On June 17, the four federal bank and thrift regulatory agencies announced a proposed change to the Community Reinvestment Act (CRA) regulations to support stabilization of communities affected by high foreclosure levels. The proposed change specifically would encourage depository institutions to support the Neighborhood Stabilization Program (NSP) administered by the U.S. Department of Housing and Urban Development (HUD). Specifically, the agencies propose to revise the term “community development” to include loans, investments and services by financial institutions that support, enable or facilitate projects or activities that meet the criteria described in Section 2301(c)(3) of the Housing and Economic Recovery Act of 2008 (HERA) and are conducted in designated target areas identified in plans approved by HUD under the NSP, established pursuant to the HERA and the American Recovery and Reinvestment Act of 2009. The proposed rule would provide favorable CRA consideration to such activities that, pursuant to the requirements of the program, benefit low-, moderate-, and middle-income individuals and geographies in designated target areas.

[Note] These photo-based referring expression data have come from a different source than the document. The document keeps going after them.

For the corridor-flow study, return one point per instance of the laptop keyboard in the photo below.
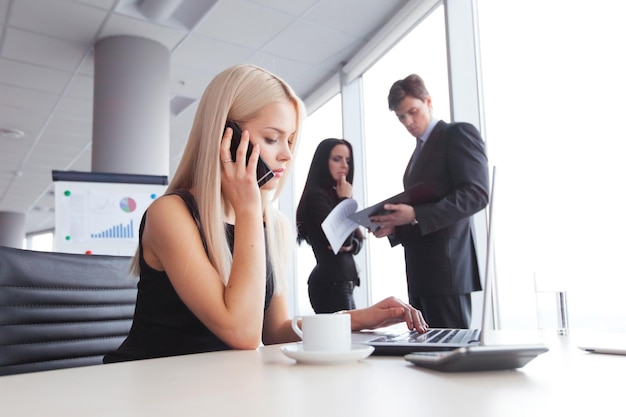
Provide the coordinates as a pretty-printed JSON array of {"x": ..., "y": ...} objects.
[{"x": 431, "y": 336}]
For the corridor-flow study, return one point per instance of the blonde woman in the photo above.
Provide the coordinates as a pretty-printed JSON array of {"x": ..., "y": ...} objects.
[{"x": 200, "y": 289}]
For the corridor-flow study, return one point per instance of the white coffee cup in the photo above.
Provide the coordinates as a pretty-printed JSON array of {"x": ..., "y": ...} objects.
[{"x": 324, "y": 332}]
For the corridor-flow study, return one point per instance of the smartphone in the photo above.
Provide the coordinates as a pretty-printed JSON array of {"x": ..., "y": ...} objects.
[{"x": 263, "y": 172}]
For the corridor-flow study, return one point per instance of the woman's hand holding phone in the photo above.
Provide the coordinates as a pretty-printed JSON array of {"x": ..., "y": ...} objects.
[
  {"x": 263, "y": 171},
  {"x": 238, "y": 178}
]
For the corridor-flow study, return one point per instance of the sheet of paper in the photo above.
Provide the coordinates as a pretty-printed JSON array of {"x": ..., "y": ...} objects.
[{"x": 337, "y": 226}]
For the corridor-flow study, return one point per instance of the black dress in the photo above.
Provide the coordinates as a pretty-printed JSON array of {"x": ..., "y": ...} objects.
[
  {"x": 332, "y": 281},
  {"x": 162, "y": 323}
]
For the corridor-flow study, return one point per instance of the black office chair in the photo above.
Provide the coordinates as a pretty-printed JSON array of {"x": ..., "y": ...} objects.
[{"x": 61, "y": 310}]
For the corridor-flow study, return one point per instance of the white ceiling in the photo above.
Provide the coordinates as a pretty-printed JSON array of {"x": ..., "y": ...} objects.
[{"x": 46, "y": 70}]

Under the NSP, HUD has provided funds to state and local governments and nonprofit organizations for the purchase and redevelopment of abandoned and foreclosed properties. The agencies’ proposal would encourage depository institutions to make loans and investments and provide services to support NSP activities in areas with HUD-approved plans. The proposal would supplement existing CRA consideration for community development activities, including neighborhood stabilization activities. For example, for NSP areas identified in HUD-approved plans, the agencies would provide CRA consideration for activities that benefit individuals with incomes of up to 120% of the area median and geographies with median incomes of up to 120% of the area median. NSP-eligible activities would receive favorable consideration under the new rule only if conducted within two years after the date when NSP program funds are required to be spent.

Comments on the proposed rule must be submitted no later than 30 days from the date of its publication in the Federal Register, which is expected shortly.

Separately, the agencies also announced today they will hold four hearings to consider public comment on all aspects of the CRA regulations during the summer of 2010.